Filiz BAHÇIVAN YAZIYOR...
111
 
 


Trafikte sürücü olmak bir alemdir. 

Sizi geçmek isteyenler, sizin geçmek istedikleriniz, hoyratça yol kesenler. 

Konvoy olmuş trafikte araya sıkışmış ve bir an önce kendisini oradan kurtarmaya çalışan birinin hareketleri de ayrı bir ilginçtir. 

Sağdan geçip mi kurtarsam kendimi, yoksa sollasam mı ikilemindedir. 

Bir de muhteşem şoförlüğünü konuşturanlar vardır. Makaslarla gider onlar. Kendilerini bir numaralı şoför ilan etmişlerdir ya, onlardan daha iyisi yoktur. 

Hal böyle olunca da trafiğe çıkmak, meydan muharebesine çıkmakla eşdeğer olmaya başlıyor. 

Canımız cebimizde atıyoruz kendimizi yollara. Bir karmaşa, bir kıyamet. Biz de yerimizi alıyoruz o güruh içinde. Kıran kırana aşılan yollar, geçilen kavşaklar, sıkıntıyla beklenen kırmızı ışıklar, arkada bekleyenin ani korna basmasıyla yerinden zıplayan insanlar. Daha neler neler. 

Trafiğe bağlı sorunlar eskiden beri Türkiye'nin çilesi olmuştur. Bayram yoğunlukları, gidiş ve dönüş yolculukları, can ve mal kaybına yol açan kazalar hep içimizde kanayan bir yara olarak durur. Hatta yıllardır milletin başına bela olan terör ve terörden kaynaklanan can kayıplarıyla kıyaslanır, trafik kazalarındaki kayıplar. 

Hatta ve hatta can kayıplarının bir kısmı da trafik kazalarındaki kavgaların sonucunda yaşanır. Silahlı yaralamalar, metal eşyalar, bıçak, sopa ve küfürlü kavgalar. Hepsi de can yakıcı, dayanılması güç manzaralardır. Bir anlık sinirlenme, kontrolsüz bir öfke, bu kavgaların fitilini ateşler. Sonrasında pişmanlık, "niye yaptım ben bunu?" serzenişleri: küskünlük, kırgınlık ve devam eden mahkemeler. 

Temelinde dikkatsizlik ve konsantrasyon sorunları yatsa da nihayetinde problemli bir şekilde trafiğe çıkmanın getirdiği vahim sonuçlar bunlar.

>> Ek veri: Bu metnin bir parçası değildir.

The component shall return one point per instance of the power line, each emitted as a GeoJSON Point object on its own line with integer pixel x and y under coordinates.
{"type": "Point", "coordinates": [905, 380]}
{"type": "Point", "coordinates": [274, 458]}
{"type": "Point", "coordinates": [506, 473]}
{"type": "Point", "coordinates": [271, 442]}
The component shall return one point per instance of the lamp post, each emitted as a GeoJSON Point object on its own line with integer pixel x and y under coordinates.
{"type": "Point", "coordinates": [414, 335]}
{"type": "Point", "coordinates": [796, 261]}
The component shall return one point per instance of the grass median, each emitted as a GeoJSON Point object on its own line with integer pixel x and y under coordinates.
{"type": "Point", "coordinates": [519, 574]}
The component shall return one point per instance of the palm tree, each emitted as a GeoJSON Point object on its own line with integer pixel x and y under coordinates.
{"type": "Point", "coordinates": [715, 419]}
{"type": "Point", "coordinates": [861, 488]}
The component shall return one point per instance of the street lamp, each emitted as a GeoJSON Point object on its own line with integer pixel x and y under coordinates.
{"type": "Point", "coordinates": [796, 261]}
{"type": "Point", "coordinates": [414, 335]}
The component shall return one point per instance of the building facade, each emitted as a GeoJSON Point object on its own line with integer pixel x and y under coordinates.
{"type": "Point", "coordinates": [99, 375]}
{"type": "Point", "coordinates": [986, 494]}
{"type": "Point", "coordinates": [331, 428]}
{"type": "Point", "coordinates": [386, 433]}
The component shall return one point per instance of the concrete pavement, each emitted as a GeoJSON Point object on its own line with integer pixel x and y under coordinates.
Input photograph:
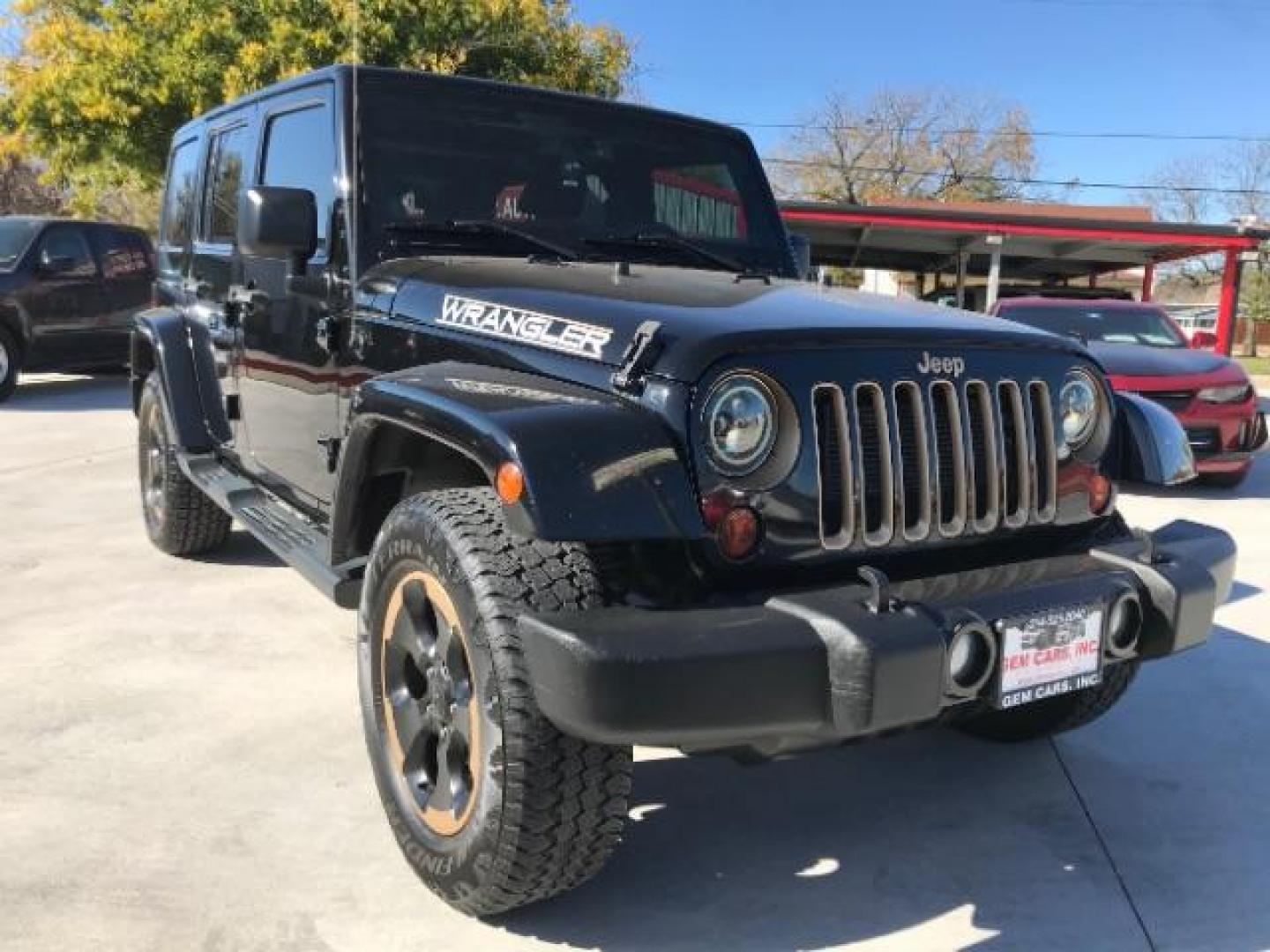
{"type": "Point", "coordinates": [182, 768]}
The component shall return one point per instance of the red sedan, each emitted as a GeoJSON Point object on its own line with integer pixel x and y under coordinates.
{"type": "Point", "coordinates": [1143, 352]}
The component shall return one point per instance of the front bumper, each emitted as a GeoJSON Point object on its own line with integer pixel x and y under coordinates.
{"type": "Point", "coordinates": [813, 666]}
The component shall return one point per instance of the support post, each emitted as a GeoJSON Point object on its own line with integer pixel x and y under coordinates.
{"type": "Point", "coordinates": [963, 259]}
{"type": "Point", "coordinates": [1229, 302]}
{"type": "Point", "coordinates": [995, 242]}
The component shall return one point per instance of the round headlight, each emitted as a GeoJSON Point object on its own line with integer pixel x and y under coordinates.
{"type": "Point", "coordinates": [741, 424]}
{"type": "Point", "coordinates": [1079, 407]}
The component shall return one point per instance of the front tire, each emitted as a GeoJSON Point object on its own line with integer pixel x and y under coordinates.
{"type": "Point", "coordinates": [492, 807]}
{"type": "Point", "coordinates": [11, 363]}
{"type": "Point", "coordinates": [181, 519]}
{"type": "Point", "coordinates": [1056, 715]}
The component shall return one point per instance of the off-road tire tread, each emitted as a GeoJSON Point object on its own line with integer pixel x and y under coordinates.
{"type": "Point", "coordinates": [193, 524]}
{"type": "Point", "coordinates": [1044, 718]}
{"type": "Point", "coordinates": [565, 800]}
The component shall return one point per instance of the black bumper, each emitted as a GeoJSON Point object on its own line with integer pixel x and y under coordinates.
{"type": "Point", "coordinates": [819, 666]}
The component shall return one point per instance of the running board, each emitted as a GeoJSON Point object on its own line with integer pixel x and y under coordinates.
{"type": "Point", "coordinates": [282, 530]}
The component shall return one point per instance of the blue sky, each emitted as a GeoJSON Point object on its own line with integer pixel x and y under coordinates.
{"type": "Point", "coordinates": [1177, 66]}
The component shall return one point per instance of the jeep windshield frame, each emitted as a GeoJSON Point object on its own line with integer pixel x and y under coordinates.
{"type": "Point", "coordinates": [572, 172]}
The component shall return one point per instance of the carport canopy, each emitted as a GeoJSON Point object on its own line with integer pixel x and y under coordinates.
{"type": "Point", "coordinates": [1018, 242]}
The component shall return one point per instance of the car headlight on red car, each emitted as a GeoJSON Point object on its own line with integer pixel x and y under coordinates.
{"type": "Point", "coordinates": [1229, 394]}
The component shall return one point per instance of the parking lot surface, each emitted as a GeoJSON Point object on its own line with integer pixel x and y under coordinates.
{"type": "Point", "coordinates": [182, 768]}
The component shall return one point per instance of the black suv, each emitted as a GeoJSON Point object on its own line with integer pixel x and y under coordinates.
{"type": "Point", "coordinates": [69, 294]}
{"type": "Point", "coordinates": [531, 381]}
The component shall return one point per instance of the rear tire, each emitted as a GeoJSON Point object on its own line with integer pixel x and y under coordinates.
{"type": "Point", "coordinates": [1056, 715]}
{"type": "Point", "coordinates": [11, 363]}
{"type": "Point", "coordinates": [181, 519]}
{"type": "Point", "coordinates": [492, 805]}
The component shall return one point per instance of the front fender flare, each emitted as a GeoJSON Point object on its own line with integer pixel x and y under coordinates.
{"type": "Point", "coordinates": [596, 467]}
{"type": "Point", "coordinates": [1154, 446]}
{"type": "Point", "coordinates": [182, 354]}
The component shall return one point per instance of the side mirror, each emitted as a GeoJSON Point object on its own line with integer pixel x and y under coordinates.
{"type": "Point", "coordinates": [800, 248]}
{"type": "Point", "coordinates": [279, 222]}
{"type": "Point", "coordinates": [1203, 340]}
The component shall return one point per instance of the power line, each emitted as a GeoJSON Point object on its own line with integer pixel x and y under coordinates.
{"type": "Point", "coordinates": [1019, 181]}
{"type": "Point", "coordinates": [1034, 133]}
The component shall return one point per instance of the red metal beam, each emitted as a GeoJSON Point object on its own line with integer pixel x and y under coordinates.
{"type": "Point", "coordinates": [1201, 242]}
{"type": "Point", "coordinates": [1229, 299]}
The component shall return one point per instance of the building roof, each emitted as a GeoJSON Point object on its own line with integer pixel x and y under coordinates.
{"type": "Point", "coordinates": [1038, 242]}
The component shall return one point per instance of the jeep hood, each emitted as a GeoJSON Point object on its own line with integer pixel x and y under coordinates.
{"type": "Point", "coordinates": [592, 311]}
{"type": "Point", "coordinates": [1140, 361]}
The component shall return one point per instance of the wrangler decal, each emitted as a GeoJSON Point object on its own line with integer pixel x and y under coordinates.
{"type": "Point", "coordinates": [526, 326]}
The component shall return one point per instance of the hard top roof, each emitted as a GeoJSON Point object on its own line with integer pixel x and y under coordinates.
{"type": "Point", "coordinates": [344, 72]}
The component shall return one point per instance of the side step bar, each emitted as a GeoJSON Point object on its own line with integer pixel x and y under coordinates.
{"type": "Point", "coordinates": [285, 532]}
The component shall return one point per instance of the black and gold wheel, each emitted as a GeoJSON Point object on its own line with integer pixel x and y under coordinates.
{"type": "Point", "coordinates": [432, 723]}
{"type": "Point", "coordinates": [492, 805]}
{"type": "Point", "coordinates": [181, 519]}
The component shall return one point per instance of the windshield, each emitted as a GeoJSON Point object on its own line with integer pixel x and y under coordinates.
{"type": "Point", "coordinates": [1110, 325]}
{"type": "Point", "coordinates": [14, 238]}
{"type": "Point", "coordinates": [598, 182]}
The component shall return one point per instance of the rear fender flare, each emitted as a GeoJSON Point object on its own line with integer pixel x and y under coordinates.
{"type": "Point", "coordinates": [596, 467]}
{"type": "Point", "coordinates": [1154, 446]}
{"type": "Point", "coordinates": [181, 352]}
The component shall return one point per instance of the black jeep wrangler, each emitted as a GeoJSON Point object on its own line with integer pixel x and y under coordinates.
{"type": "Point", "coordinates": [531, 381]}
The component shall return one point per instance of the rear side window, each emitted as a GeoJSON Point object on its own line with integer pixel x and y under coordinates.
{"type": "Point", "coordinates": [63, 249]}
{"type": "Point", "coordinates": [178, 212]}
{"type": "Point", "coordinates": [121, 253]}
{"type": "Point", "coordinates": [300, 152]}
{"type": "Point", "coordinates": [225, 182]}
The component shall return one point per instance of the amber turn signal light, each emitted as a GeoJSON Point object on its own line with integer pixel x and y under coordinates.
{"type": "Point", "coordinates": [1100, 493]}
{"type": "Point", "coordinates": [510, 484]}
{"type": "Point", "coordinates": [738, 533]}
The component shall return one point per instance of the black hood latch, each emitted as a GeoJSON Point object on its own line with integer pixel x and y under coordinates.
{"type": "Point", "coordinates": [640, 354]}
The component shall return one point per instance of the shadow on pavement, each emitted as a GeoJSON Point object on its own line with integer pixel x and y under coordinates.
{"type": "Point", "coordinates": [977, 844]}
{"type": "Point", "coordinates": [65, 394]}
{"type": "Point", "coordinates": [240, 548]}
{"type": "Point", "coordinates": [1255, 487]}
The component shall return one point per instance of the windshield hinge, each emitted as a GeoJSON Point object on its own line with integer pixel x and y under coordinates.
{"type": "Point", "coordinates": [640, 354]}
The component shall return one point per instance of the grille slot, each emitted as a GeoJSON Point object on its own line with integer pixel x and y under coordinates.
{"type": "Point", "coordinates": [986, 471]}
{"type": "Point", "coordinates": [1045, 452]}
{"type": "Point", "coordinates": [833, 461]}
{"type": "Point", "coordinates": [1013, 444]}
{"type": "Point", "coordinates": [875, 473]}
{"type": "Point", "coordinates": [902, 465]}
{"type": "Point", "coordinates": [915, 461]}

Tabi bu arada yaşanan bencillikler, adaletsiz hak ve kural ihlalleri, üstünlük taslama ve güç gösterileri hep yaşanan trafik manzaraları. Özellikle İstanbul gibi metropollerin günlük trafik sorunlarından belli başlı olanları bunlar. 

Trafik terörü, akıl alacak gibi değil.

Türkiye genelinde geride bıraktığımız ocak ayında 37 bin 830 adet trafik kazası yaşandı. Bu kazalarda 148 kişi yaşamını yitirdi. 

Ne yazık ki kazaların çoğu dikkatsizlik, uykusuzluk aşırı sürat ve en önemlisi de tehlikeli sollama.

"Bir şey olmaz" güveni yüzünden, binlerce insan canından olurken, sakat kalanlarla mali kayıplar cabası! 

Takdiri ilahi" geleneği ise, kazaları tamamen masum gösteriyor. 

Araba ya da motosiklet kullanırken. "Bana bir şey olmaz" diyenden geçilmiyor.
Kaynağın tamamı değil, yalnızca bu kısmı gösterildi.